CUDA warning with GPU instance - No GPU usage
Closed this issue · 0 comments
ALaks96 commented
Describe the bug
When launching training on an Azure GPU compute instance, driver log gives the following warning/error:
2021-02-11 09:16:39.618705: W tensorflow/stream_executor/platform/default/dso_loader.cc:60] Could not load dynamic library 'libcudart.so.11.0'; dlerror: libcudart.so.11.0: cannot open shared object file: No such file or directory; LD_LIBRARY_PATH: /opt/intel/compilers_and_libraries_2018.3.222/linux/mpi/intel64/lib:/opt/intel/compilers_and_libraries_2018.3.222/linux/mpi/mic/lib:/opt/intel/compilers_and_libraries_2018.3.222/linux/mpi/intel64/lib:/opt/intel/compilers_and_libraries_2018.3.222/linux/mpi/mic/lib:/azureml-envs/azureml_29a6b4567f8800f7805e1039ee4701fc/lib:
2021-02-11 09:16:39.618798: I tensorflow/stream_executor/cuda/cudart_stub.cc:29] Ignore above cudart dlerror if you do not have a GPU set up on your machine.
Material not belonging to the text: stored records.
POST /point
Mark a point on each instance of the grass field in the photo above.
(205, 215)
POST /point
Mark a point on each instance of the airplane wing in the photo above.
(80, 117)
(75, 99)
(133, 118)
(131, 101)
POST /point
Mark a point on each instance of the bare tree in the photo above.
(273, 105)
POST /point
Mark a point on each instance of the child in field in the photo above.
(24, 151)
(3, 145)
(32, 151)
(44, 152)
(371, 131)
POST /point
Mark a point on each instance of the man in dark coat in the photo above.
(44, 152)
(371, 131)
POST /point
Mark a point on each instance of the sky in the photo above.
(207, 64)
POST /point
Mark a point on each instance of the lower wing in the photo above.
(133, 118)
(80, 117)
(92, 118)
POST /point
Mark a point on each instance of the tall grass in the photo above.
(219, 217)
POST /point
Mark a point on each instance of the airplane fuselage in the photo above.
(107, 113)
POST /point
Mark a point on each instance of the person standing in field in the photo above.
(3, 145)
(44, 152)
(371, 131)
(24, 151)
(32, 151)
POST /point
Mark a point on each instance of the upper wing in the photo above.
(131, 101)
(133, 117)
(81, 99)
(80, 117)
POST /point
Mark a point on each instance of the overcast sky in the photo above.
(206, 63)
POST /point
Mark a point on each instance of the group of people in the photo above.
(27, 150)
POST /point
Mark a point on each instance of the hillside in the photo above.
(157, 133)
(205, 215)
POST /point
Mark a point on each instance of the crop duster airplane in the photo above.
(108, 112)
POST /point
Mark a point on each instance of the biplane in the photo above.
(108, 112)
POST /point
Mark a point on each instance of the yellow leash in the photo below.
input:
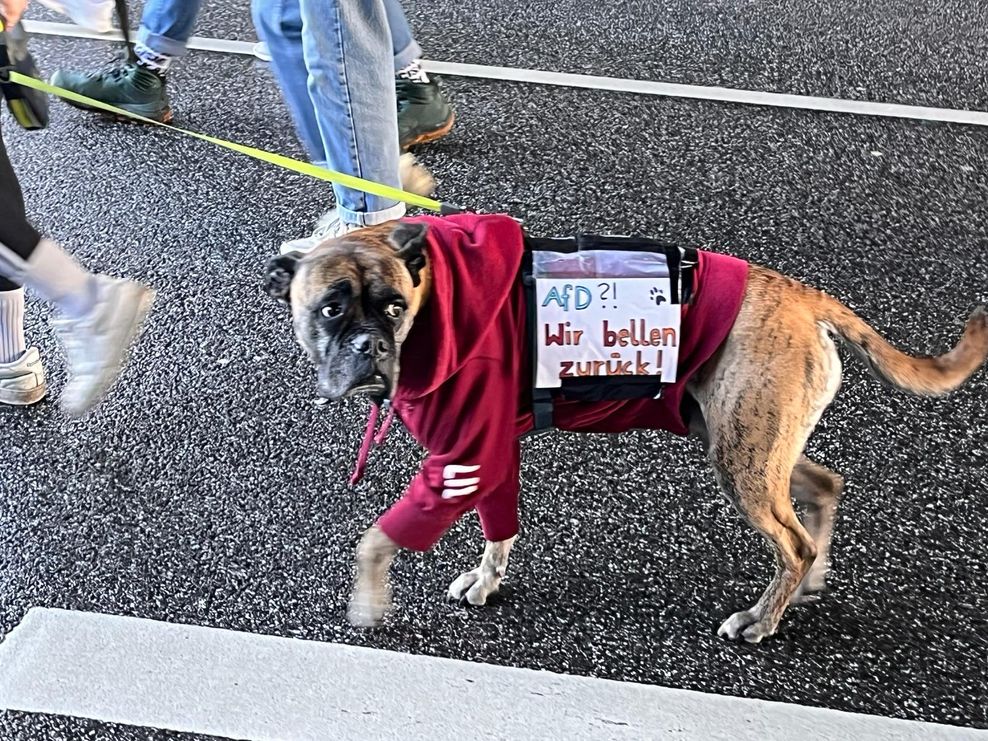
(304, 168)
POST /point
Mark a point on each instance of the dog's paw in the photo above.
(813, 586)
(748, 626)
(473, 587)
(368, 610)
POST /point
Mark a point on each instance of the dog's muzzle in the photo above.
(366, 366)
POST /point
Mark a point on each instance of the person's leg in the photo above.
(166, 26)
(22, 377)
(424, 115)
(102, 314)
(348, 54)
(279, 25)
(406, 49)
(333, 61)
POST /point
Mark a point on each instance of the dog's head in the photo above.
(353, 301)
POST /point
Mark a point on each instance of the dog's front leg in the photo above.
(474, 587)
(371, 598)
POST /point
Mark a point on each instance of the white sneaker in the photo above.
(96, 15)
(96, 344)
(22, 381)
(261, 51)
(414, 178)
(329, 226)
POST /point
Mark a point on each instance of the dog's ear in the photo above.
(408, 238)
(279, 273)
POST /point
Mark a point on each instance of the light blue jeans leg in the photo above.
(334, 61)
(406, 50)
(166, 25)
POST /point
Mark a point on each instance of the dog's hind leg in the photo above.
(759, 489)
(819, 489)
(760, 399)
(474, 587)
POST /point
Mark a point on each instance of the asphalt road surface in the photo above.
(211, 489)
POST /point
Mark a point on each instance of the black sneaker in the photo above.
(128, 86)
(423, 113)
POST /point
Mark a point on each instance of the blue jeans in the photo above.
(166, 25)
(335, 61)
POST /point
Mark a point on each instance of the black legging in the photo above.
(16, 233)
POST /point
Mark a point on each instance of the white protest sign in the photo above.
(605, 327)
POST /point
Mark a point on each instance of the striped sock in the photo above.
(11, 325)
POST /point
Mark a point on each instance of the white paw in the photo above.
(748, 626)
(367, 609)
(473, 587)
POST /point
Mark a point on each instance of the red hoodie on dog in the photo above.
(464, 391)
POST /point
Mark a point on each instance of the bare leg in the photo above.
(371, 598)
(474, 587)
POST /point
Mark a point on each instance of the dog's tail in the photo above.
(923, 375)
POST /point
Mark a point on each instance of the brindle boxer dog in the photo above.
(759, 398)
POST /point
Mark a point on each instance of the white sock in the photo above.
(57, 277)
(413, 72)
(148, 57)
(11, 325)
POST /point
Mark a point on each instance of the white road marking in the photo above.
(226, 683)
(615, 84)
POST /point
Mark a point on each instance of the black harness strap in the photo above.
(541, 398)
Seems as though libcudart is either missing or can't be found. Result is that training a CNN takes really long (since it's using CPU).
To Reproduce
Launch a training script using tensorflow/keras through arcus targeting a GPU compute instance on Azure, such as:
from arcus.azureml.environment.aml_environment import AzureMLEnvironment
work_env = AzureMLEnvironment.Create(config_file="../.azureml/config.json")
training_name = 'your_training_name'
trainer = work_env.start_experiment(training_name)
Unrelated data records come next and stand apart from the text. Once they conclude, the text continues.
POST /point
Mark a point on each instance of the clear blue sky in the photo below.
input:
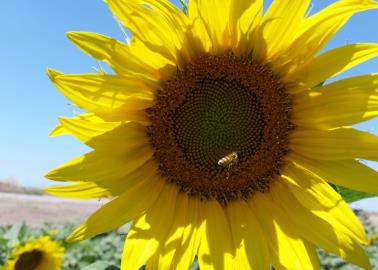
(32, 39)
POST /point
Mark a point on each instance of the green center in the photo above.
(217, 118)
(29, 260)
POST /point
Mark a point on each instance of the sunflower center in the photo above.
(29, 260)
(220, 127)
(218, 117)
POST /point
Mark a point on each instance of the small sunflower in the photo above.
(216, 138)
(41, 253)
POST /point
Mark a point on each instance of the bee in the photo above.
(228, 161)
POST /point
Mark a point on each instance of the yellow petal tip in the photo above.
(52, 73)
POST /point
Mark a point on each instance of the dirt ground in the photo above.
(35, 210)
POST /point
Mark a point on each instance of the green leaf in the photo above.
(350, 195)
(101, 265)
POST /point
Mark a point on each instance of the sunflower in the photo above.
(41, 253)
(217, 138)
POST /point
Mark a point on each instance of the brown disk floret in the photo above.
(220, 126)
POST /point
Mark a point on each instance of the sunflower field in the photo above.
(104, 251)
(222, 134)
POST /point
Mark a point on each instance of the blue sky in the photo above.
(33, 39)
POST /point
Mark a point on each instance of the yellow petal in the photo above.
(318, 229)
(102, 165)
(191, 236)
(84, 127)
(86, 190)
(121, 57)
(91, 123)
(198, 31)
(319, 28)
(150, 230)
(163, 258)
(105, 94)
(331, 63)
(216, 17)
(251, 246)
(278, 27)
(120, 210)
(109, 188)
(131, 134)
(245, 17)
(215, 254)
(347, 173)
(287, 249)
(162, 36)
(318, 196)
(336, 144)
(342, 103)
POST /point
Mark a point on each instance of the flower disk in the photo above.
(213, 107)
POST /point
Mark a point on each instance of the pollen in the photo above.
(220, 126)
trainer.setup_training(training_name, overwrite=False)
dataset_name = 'your_dataset_name'
arguments = {
'--epochs': 75,
'--batch_size': 256,
'--es_patience': 20,
'--train_test_split_ratio': 0.08
}
trainer.start_training(training_name, estimator_type='tensorflow',
input_datasets = [dataset_name],
compute_target='your_instance', gpu_compute=True, script_parameters = arguments)
Expected behavior
Warning shouldn't appear given GPU installed on CI & training should be fast.